White Rabbit(43)



I think about Arlo’s gun and Hayden’s powder keg of violent rage; Peyton’s derisive sneering, Race’s open hostility, and Lia’s withering rudeness. It has been a hair-raising and wildly unpleasant night. Do I really want to go, once more, into that dismal breach? The answer is a resounding, and easy, no.

But then I picture my mom again—asleep in bed with her latest romance novel or self-help guide forgotten beside her—and this time I also see the pile of unpaid, unopened bills spilling off the nightstand and onto the floor. I envision April sitting in an interview room across from a scowling detective, trying to hold it together and tell the lies I scripted for her out of little more than a sense of self-preservation, and wonder if it’s even fair of me to abandon her cause now.

Holding my breath, I meet Isabel’s eyes with a silent prayer for some of that protection that’s supposed to grace fools and children—at the moment, I feel like both. “Okay. It’s a deal.”





14

“Rufus, are you fucking nuts?” Sebastian demands the second we’re back inside the Jeep. Isabel is already halfway to the police station doors, but I glance nervously in the direction of her sensitive ears anyway as my ex-boyfriend continues. “I mean, have you actually lost your damn mind? What the hell were you thinking?”

“I need the money,” I mutter uncomfortably.

“How can you be sure she’ll actually pay you?” He’s becoming belligerent. “I mean, do you even trust that woman?”

“No.” The glum admission doesn’t make me feel any better. In my experience, most adults suffer from a crippling case of selective amnesia, prone to flare-ups any time they’ve made an inconvenient promise to someone under the age of eighteen. In particular, I’ve got absolutely no reason to think or hope that Isabel will decide to honor our arrangement if I manage to give her what she wants; after all, there’s no one to hold her accountable if she chooses to screw me over.

On the other hand, about the nicest thing I can say regarding Isabel Covington is that she doesn’t waste her breath. Peter, when he’s caught up in the ecstasy of his rage, has a habit of guaranteeing hellfire he can’t actually deliver; and half of Hayden’s threats are deliberately empty, because he likes to keep his victims jumping at shadows. But Isabel is too obsessed with her own power to weaken it with empty saber-rattling. When she makes a promise, she follows through, and I just have to hope she’ll consider it a matter of personal integrity to make good on the deal we’ve struck.

“Are you listening to yourself?” Sebastian is still upset, his large, dark eyes probing me angrily through the gloom in the Jeep. “Somebody murdered Fox, Rufus! Murdered him. Let the police deal with it! I mean, this was stupid enough before, when we were going around pretending we didn’t know anything, but what do you think you’re gonna do now? Show up at everyone’s door and say, ‘Hey, by the way, did you happen to stab Fox a million times and frame April for it?’”

I grit my teeth. “I don’t know.”

“You don’t know,” he fumes. “And you’re just gonna, you know, hope that Maleficent Covington remembers to give you four grand when it’s all over—if no one’s killed you by then.”

“Yeah, that’s about the size of it,” I snap back.

“Do you not even see that something is very seriously fucked up in the state of Denmark, here?” His tone is incredulous. “If Mrs. Covington is really worried about April’s life being destroyed, why isn’t she hiring an actual detective? She obviously despises you, Rufus; she didn’t even bother to hide it! So unless she’s got something up her sleeve, why the hell would she ask you to do this?”
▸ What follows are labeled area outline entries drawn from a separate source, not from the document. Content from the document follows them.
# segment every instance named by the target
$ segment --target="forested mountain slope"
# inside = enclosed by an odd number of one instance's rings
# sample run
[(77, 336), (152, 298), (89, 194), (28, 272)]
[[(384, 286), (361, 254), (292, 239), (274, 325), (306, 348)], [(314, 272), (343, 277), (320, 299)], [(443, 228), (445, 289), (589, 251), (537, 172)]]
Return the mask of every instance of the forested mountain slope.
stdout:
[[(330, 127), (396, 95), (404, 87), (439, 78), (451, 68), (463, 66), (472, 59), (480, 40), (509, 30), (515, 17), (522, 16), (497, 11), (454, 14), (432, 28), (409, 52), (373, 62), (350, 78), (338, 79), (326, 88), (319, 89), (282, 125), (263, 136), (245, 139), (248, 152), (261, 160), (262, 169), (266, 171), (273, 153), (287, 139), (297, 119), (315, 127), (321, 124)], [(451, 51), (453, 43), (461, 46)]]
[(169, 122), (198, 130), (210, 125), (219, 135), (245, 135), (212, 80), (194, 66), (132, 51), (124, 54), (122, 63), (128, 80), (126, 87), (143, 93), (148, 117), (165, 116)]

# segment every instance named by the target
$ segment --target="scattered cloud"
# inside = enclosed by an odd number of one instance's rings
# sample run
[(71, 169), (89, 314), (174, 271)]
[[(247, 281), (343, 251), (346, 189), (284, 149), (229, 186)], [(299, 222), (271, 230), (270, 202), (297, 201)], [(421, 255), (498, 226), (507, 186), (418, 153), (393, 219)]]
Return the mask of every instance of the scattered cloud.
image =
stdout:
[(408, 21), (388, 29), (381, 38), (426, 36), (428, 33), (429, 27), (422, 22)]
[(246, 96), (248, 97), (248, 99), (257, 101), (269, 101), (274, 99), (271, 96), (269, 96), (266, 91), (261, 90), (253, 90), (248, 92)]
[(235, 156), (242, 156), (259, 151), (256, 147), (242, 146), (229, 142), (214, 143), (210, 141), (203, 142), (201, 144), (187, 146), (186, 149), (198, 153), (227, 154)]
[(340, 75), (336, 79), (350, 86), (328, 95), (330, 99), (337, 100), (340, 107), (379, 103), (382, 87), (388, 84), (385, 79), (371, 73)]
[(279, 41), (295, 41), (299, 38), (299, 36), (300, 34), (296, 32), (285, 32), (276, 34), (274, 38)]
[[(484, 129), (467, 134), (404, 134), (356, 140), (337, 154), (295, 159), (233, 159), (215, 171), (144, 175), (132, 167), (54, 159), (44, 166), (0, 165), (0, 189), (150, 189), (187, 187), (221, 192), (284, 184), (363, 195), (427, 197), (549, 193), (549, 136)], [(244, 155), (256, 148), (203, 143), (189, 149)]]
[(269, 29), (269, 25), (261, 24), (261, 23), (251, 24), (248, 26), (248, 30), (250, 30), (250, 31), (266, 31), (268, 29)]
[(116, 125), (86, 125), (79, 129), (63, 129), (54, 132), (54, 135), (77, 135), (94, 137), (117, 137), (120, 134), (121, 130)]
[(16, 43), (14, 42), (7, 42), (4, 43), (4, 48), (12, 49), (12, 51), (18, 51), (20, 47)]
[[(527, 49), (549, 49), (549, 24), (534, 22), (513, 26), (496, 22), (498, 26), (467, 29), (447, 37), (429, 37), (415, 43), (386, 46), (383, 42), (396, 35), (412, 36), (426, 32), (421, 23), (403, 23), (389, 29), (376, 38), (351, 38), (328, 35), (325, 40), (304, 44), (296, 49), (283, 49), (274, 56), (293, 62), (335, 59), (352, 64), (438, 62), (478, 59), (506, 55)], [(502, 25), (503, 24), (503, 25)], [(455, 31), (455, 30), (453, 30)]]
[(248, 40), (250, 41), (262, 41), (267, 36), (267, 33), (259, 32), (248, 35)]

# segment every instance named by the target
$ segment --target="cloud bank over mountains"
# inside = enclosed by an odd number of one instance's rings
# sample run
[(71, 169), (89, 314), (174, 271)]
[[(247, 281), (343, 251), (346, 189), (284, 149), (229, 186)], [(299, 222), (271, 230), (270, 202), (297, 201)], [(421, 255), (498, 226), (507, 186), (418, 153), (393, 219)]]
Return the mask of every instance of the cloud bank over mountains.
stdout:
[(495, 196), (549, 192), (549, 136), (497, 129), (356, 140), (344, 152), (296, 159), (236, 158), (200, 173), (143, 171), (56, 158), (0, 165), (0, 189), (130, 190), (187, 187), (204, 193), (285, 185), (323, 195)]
“Lots of reasons.” I count them on my fingers. “For one thing, a real private detective might cost her way more than four thousand dollars, and still not turn up anything; for another, if a legit P.I. found out about all the lies you, me, and April told the cops tonight, he’d have to report them or lose his license—and Isabel sure as hell doesn’t want that happening; and for thirds, whether I prove April didn’t do it or I get arrested or killed in the process, it’s a win-win situation for the Covingtons.”

“Oh, well that’s just fucking great.” He sounds disgusted. “What if she’s planning to screw you? You told me yourself that she gets off on seeing you suffer; you don’t even trust her, but you’re willing to maybe put your life in danger because she says she’ll pay you? How do you know she’s not just jerking you around?”

“I don’t.”

“Well, then, what the hell, Rufus? Why did you agree?”

“Because. I need. The money!” I shout furiously. Sebastian’s been to the tiny bungalow where my mom and I live—seen the beat-up old Nissan we share, the refurbished laptop I use, and my mom’s shabby collection of flaking, secondhand paperbacks—but he has zero understanding of how deep our financial troubles go. It isn’t his fault, but he simply can’t relate. For Sebastian, a cash flow problem means he’s spent his allowance and has to wait for the next installment. “We could lose our house, okay? My mom’s business has been eating shit for years, and when Peter stopped sending support payments, she had to start using her savings to cover our bills. We’re really, really fucked, Sebastian, and I can’t afford not to take the chance that Isabel will deliver. I can’t.”